Before I offer any definition or etymology for the word data, take a look at the two sentences below and decide which one sounds right.
(a) The data is good.
(b) The data are good.
I’m betting that even if you are not quite sure which is technically correct you’ll have a preference for one or the other.
According to the Oxford English Dictionary, the correct sentence should be (b) because the actual word data is the plural form of the singular datum. But curiously, this doesn’t make things feel better if you believed (a) was the more correct.
The good news is that it is not uncommon to find “The data is…” being used in the real world i.e. outside a dictionary that includes Latin etymology.
Using Google, the phrase “the data is…” scored 7,660,000 ghits compared with “the data are…” racking up 9,250,000. This supports the idea that more people get it right than wrong – but it’s hardly conclusive. And it also suggests that there’s no shame in using “the data is…” because another 7,659,999 other folks are on on your side.
The word datum is of Latin origin and means “A thing given or granted; something known or assumed as fact, and made the basis of reasoning or calculation; an assumption or premiss from which inferences are drawn.” (OED, Vol. IV, 264). Ultimately it is the past participle of the verb dare, which means “to give” – hence the notion of something that is given.
The plural form is much more common and relates to “facts, esp. numerical facts, collected together for reference or information.” In 1899, William Wade Pullen published the exciting tome Engineering Tables and Data, a thrill-a-minute page turner containing pages upon pages of… well, tables of data!
However, since the 1940’s and the rise of the Computer Age, the use of the word data as a mass noun has been evident. A mass noun is one that cannot be counted, such as food, music, or information. Check out the following examples and – as before – see which sound right:
(c.1) The food is good.
(c.2) The food are good.
(d.1) The music is good.
(d.2) The music are good.
(e.1) The information is good.
(e.2) The information are good.
If you opted for the examples that use “is” as being right, that’s because count nouns don’t take the plural verb.
The clue to how data has slipped into being acceptable in the sentence “The data is good” can be seen with the mass noun information. What appears to have happened is that the word data has become synonymous with information and also taken on its mass-noun characteristics.

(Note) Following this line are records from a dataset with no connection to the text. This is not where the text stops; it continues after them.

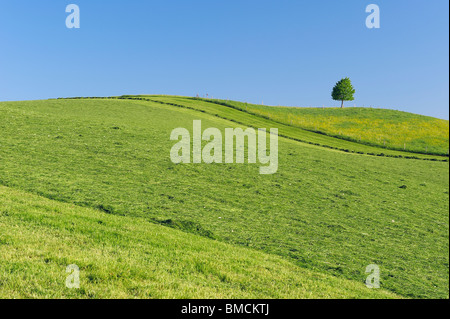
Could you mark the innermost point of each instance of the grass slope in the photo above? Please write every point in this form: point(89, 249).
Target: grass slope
point(123, 257)
point(228, 111)
point(328, 211)
point(380, 127)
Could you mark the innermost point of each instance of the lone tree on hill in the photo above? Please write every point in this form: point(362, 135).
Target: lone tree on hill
point(343, 91)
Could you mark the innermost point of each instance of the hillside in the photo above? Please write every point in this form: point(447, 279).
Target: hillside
point(385, 128)
point(332, 209)
point(121, 257)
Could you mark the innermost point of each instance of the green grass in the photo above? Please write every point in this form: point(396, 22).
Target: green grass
point(385, 128)
point(325, 211)
point(122, 257)
point(227, 110)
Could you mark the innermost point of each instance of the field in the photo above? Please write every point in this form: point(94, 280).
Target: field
point(385, 128)
point(90, 182)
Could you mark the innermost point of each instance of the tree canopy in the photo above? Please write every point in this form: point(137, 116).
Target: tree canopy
point(343, 91)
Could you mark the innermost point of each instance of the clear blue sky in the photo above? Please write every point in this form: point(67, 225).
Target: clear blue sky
point(280, 52)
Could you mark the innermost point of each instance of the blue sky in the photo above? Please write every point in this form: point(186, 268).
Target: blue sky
point(277, 52)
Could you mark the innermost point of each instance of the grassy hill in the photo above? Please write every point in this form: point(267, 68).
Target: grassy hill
point(385, 128)
point(332, 209)
point(121, 257)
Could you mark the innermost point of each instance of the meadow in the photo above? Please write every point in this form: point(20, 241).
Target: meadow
point(333, 208)
point(389, 129)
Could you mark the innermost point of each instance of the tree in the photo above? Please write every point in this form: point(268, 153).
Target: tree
point(343, 91)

In the 1964 AFIPS Conference Proceedings XXVI, you’ll find the phrase “Data is transferred to main storage as soon as two bytes are accumulated,” whereas the 1969 Condensed Computer Encyclopedia offers “Data are recorded on the tape…” Just one year later in 1970, Chandor et al. use “Data is sometimes contrasted with…” in their Dictionary of Computers.
Clearly what we are seeing is the flip-flopping of the word data as being either the plural of a count noun (datum) or a non-countable mass noun synonymous with information.
In my humble opinion – and even with the numbers against me – I’m up for recommending that we accept the fact that data has become a mass noun and is used more often than not as an alternative to information. I’m predicting that in 10 years time you’ll see the ghits for the is and are reversed.
To me, the data is mounting…